Tanya (T): Tuh
kabarnya Jokowi banyak ngaconya sekarang. Kecewa dong milih dia?
Jawab
(J): Kalau saya ditanya apakah kecewa
dengan kepemimpinan Jokowi yang lemah dan banyak cacatnya, saya kecewa. Dan sebagai
rakyat biasa, saya harus mengkritisi Jokowi atau siapa saja yang memimpin Negara
ini. Tapi saya tidak pernah kecewa memilih dia.
T:
Kok bisa? Kan ente salah pilih?
J:
Saya tidak pernah merasa salah pilih. Saya
merasa saya memilih yang terbaik dari dua pilihan itu. saya bangga menghentikan
Prabowo untuk melangkah sebagai presiden Indonesia. Bagi saya, kecewa dengan langkah Presiden Jokowi tidak
berhubungan dengan kecewa salah pilih. Bisa keduanya, tapi tidak dengan saya.
T:
berarti tidak konsisten dong?
J:
bagi saya, dan seringkali saya katakan, sekarang sudah bukan jamannya pilpres. Jadi,
tidak usah berdebat yang kontraproduktif antara pro jokowi, anti jokowi, pro
prabowo, anti prabowo. Itu masa sudah lewat. Sekarang adalah masanya kembali
menjadi warga Negara biasa (kecuali kalau memang anggota parpol tertentu). Kita lihat apakah presiden dan DPR berpihak
pada rakyat atau tidak. Kalau dianggap tidak merakyat, tidak adil, dll, kita
sikat, tidak pandang bulu apakah dari kubu Jokowi atau Prabowo. Yang ada
sekarang adalah pro-rakyat atau tidak.
T:
tapi itu, banyak yang beredar kalau saya tidak salah pilih
J:
saya rasa, kita adalah manusia, bukan Tuhan, dan tidak akan pernah jadi Tuhan. Dan,
hingga sekarang, belum ada bukti dunia pararel. Tidak ada yang pernah tahu
apakah kalau PRabowo yang berkuasa akan lebih baik atau lebih buruk. Dan tidak
ada gunanya juga berdebat soal ini, karena ini masalah keyakinan, yang akan
mengembalikan kita ke jaman pilpres. Karena
kita tidak pernah tahu kalau Indonesia dipimpin Prabowo, jadi kita tidak pernah
tahu apakah kita salah pilih atau tidak. Justru, sekarang kesempatan bagi kubu Prabowo (KMP) untuk
membuktikan dirinya sebagai oposisi yang baik, silahkan berbakti dengan cara
mengkritisi pemerintah dengan menjalankan fatsoen politik.
T:
Tapi ente kecewa kan sama Jokowi?
J:
Yah, ada kecewanyalah. Tapi, saya
tekankan lagi, ini bukan era dimana kita bela atau anti seseorang mati-matian
(dengan berbagai prasangka baik dan buruknya, dan di tengah era photoshop dan
kita sebagai konsumen media yang kadang tidak verifikasi, dan rentan dengan
fitnah), atau meledek-ledek :”nyenyenyenye…tuh kan, jagoan lo payah. Jagoan gue
keren”. Bagi saya itu kekanak-kanakan. Sebaiknya rakyat biasa yang kecewa
bersinergi, daripada saling ejek. Kecewa dan nyinyir itu dua hal yang berbeda. Dan
banyak juga simpatisan dan bahkan relawan Jokowi yang sekarang mengkritisi pemerintah.

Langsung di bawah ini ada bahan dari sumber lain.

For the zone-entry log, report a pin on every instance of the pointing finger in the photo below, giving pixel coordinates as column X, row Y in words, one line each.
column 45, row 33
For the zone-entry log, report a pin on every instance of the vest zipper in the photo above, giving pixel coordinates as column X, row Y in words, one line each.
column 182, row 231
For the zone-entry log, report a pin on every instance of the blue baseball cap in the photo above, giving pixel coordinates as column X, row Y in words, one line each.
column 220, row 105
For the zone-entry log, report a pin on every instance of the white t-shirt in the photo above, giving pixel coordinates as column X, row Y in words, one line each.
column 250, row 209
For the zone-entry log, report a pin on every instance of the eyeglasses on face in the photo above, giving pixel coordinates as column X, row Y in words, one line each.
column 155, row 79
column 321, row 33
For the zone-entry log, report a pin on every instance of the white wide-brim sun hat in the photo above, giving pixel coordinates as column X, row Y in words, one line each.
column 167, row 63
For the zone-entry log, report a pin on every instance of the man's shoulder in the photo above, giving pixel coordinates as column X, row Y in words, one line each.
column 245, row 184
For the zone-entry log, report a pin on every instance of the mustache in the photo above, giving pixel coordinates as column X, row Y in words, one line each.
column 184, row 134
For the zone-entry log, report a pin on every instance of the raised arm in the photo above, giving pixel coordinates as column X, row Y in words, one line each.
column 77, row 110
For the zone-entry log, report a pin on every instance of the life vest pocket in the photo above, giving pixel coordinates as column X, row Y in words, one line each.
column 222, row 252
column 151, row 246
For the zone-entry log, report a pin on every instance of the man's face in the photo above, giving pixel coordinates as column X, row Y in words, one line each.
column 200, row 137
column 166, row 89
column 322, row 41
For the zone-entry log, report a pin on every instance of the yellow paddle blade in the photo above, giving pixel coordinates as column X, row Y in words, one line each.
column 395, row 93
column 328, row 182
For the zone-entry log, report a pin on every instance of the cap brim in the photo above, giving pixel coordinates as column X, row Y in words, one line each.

Memang sudah seperti itu alaminya,
kembali menjadi rakyat, kembali mengkritisi siapapun presidennya. Tapi bukan
berarti orang-orang yang tadinya pro Jokowi terus mengkritisi itu otomatis
salah pilih, atau otomatis nyebrang ke kubu sebelah. Pilihannya bukan on/off semacam itu. Dalam
banyak kasus, menyampaikan kritik adalah tanda sayang.